What we need are stronger controls. And we are starting to see this with the new wave of threat intelligence services that work in tandem with context-based security controls.
Threat Intelligence and Context-based Security Controls Unite
First, there are some great sources for threat intelligence coming from a variety of sources including security companies, the government and the open source community. Researchers are striving to identify new threats and get protection to the masses as quickly as possible. Key to the success is publishing intelligence in a variety of data structures, including STIX, TAXI and other standard industry formats to best describe threats in a way that can be aggregated and understood by others. We are seeing more companies aggregating and sharing this type of data, which is a critical step in the right direction.

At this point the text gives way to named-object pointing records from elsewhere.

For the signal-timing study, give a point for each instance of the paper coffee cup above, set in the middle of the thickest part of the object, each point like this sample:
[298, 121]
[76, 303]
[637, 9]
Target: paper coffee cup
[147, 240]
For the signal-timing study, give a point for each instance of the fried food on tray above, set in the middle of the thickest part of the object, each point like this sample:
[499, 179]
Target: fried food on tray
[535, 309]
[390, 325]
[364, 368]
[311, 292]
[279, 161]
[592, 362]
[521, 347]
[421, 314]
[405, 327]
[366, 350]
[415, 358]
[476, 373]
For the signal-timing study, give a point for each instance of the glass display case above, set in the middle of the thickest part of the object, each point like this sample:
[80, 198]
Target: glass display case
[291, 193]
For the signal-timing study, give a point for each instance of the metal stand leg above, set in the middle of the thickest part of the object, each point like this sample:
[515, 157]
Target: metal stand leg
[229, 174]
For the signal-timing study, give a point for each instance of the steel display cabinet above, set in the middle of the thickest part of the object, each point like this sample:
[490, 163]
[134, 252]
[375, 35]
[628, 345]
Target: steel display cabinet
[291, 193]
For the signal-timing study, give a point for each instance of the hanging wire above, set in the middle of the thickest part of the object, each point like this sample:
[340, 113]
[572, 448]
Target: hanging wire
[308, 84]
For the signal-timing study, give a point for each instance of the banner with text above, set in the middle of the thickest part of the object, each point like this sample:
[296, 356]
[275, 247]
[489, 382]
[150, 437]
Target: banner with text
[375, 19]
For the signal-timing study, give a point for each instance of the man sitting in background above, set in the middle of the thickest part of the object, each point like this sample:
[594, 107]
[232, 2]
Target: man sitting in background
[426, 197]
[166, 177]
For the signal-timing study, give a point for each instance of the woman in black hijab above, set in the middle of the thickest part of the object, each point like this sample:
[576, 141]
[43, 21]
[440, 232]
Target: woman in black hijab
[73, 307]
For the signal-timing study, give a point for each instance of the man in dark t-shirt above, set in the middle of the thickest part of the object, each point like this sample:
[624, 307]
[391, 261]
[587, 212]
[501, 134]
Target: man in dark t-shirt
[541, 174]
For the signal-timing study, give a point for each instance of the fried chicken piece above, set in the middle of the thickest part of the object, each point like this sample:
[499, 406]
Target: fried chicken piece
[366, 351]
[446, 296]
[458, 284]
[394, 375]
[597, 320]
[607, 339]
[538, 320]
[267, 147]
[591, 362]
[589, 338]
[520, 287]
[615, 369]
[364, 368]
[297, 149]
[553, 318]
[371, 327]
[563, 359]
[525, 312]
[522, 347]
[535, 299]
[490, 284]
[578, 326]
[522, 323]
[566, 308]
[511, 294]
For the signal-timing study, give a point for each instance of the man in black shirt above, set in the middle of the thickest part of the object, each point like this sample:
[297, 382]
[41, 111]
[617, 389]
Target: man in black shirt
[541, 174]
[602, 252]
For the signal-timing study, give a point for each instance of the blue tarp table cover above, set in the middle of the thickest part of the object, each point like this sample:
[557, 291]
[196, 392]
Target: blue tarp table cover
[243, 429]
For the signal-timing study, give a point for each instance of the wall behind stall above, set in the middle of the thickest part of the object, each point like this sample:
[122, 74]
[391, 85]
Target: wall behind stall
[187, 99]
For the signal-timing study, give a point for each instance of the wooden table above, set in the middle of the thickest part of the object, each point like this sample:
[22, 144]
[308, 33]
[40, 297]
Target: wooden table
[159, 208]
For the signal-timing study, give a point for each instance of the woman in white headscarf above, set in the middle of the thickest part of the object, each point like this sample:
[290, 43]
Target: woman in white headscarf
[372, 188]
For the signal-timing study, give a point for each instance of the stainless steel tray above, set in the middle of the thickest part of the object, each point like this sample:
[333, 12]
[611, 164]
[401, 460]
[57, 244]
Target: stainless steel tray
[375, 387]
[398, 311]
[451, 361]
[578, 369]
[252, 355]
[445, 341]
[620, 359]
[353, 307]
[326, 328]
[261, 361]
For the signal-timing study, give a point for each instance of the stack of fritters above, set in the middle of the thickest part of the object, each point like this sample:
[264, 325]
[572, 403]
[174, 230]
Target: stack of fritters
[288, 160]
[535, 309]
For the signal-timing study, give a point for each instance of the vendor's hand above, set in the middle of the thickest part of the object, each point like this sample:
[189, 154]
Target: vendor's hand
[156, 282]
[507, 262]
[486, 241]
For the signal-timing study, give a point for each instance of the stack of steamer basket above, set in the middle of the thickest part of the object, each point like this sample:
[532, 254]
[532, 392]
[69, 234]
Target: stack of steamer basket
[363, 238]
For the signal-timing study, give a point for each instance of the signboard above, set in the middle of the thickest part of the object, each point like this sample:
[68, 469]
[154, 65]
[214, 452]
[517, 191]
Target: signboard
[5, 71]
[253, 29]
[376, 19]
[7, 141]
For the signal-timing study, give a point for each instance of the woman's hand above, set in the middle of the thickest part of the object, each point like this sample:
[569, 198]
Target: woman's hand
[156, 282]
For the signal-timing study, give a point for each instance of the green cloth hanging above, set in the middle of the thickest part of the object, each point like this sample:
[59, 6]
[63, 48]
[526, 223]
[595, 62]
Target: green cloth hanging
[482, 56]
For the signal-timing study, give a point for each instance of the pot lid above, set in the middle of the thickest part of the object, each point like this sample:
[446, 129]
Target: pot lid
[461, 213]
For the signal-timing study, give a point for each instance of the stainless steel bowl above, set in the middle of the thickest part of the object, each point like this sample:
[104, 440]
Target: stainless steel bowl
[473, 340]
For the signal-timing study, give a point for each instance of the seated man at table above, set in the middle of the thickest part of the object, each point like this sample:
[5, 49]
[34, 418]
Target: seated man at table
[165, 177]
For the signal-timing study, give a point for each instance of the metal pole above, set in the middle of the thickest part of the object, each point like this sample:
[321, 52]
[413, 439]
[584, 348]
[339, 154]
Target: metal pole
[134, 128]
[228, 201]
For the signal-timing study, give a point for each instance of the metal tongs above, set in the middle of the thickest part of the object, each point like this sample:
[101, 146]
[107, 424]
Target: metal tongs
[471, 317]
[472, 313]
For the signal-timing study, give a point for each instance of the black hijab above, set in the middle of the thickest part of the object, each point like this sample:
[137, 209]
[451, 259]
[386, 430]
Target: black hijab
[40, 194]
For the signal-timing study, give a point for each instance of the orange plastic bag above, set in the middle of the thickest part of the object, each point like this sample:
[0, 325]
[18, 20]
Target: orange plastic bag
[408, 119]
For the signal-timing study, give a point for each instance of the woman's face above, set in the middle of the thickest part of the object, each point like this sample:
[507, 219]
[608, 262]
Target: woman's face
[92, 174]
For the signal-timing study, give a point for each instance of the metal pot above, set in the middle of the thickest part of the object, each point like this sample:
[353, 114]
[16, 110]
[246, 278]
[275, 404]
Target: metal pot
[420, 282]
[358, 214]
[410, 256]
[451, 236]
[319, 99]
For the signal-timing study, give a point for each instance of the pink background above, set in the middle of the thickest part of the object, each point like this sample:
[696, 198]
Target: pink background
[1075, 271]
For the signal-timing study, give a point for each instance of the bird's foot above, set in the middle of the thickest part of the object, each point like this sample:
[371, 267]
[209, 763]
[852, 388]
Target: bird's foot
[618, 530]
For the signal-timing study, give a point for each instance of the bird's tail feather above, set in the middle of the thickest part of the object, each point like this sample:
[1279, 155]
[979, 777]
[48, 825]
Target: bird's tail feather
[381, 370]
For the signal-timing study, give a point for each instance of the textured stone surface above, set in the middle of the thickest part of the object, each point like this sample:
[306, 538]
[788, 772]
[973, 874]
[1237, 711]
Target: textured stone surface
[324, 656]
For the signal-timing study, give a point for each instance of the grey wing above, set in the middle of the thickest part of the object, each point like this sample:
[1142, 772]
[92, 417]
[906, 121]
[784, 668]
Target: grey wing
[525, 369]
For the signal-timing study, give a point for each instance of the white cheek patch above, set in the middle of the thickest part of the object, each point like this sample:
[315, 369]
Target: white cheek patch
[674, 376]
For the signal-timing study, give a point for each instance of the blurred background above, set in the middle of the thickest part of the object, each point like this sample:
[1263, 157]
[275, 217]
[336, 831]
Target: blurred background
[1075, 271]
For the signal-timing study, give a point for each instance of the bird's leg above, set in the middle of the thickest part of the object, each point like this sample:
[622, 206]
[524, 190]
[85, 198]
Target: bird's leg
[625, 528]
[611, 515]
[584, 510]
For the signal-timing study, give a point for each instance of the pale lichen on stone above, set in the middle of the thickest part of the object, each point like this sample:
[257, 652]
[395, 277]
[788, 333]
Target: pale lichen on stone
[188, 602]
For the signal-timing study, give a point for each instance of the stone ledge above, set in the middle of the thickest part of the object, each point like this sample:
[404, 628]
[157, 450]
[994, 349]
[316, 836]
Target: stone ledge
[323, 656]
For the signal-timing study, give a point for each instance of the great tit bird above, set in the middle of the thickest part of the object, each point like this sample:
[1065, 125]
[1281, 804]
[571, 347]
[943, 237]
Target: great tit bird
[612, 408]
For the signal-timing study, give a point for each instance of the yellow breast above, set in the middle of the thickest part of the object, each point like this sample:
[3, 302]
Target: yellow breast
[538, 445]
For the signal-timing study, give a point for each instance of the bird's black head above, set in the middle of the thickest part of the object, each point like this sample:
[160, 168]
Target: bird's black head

Second, we are seeing actionable intelligence by way of automated contextual controls starting to emerge. Gartner analyst Lawrence Pingree covers this space and advocates for intelligence awareness security controls, which is supported by his in-depth research paper: Intelligence Awareness and Adaptive Security Response Will Transform Network Firewall Markets. In this report, the basic idea is to correlate data from various sources, including end points, advanced malware detection, IPS, and firewalls that can then be used as the context to recognize and comprehend threats.
Moving towards an adaptive and automated way of applying intelligence based on behavior and heuristics is clearly moving in the right direction to enable a more actionable and relevant set of controls.
If you’re a control freak like me, this is all very good news.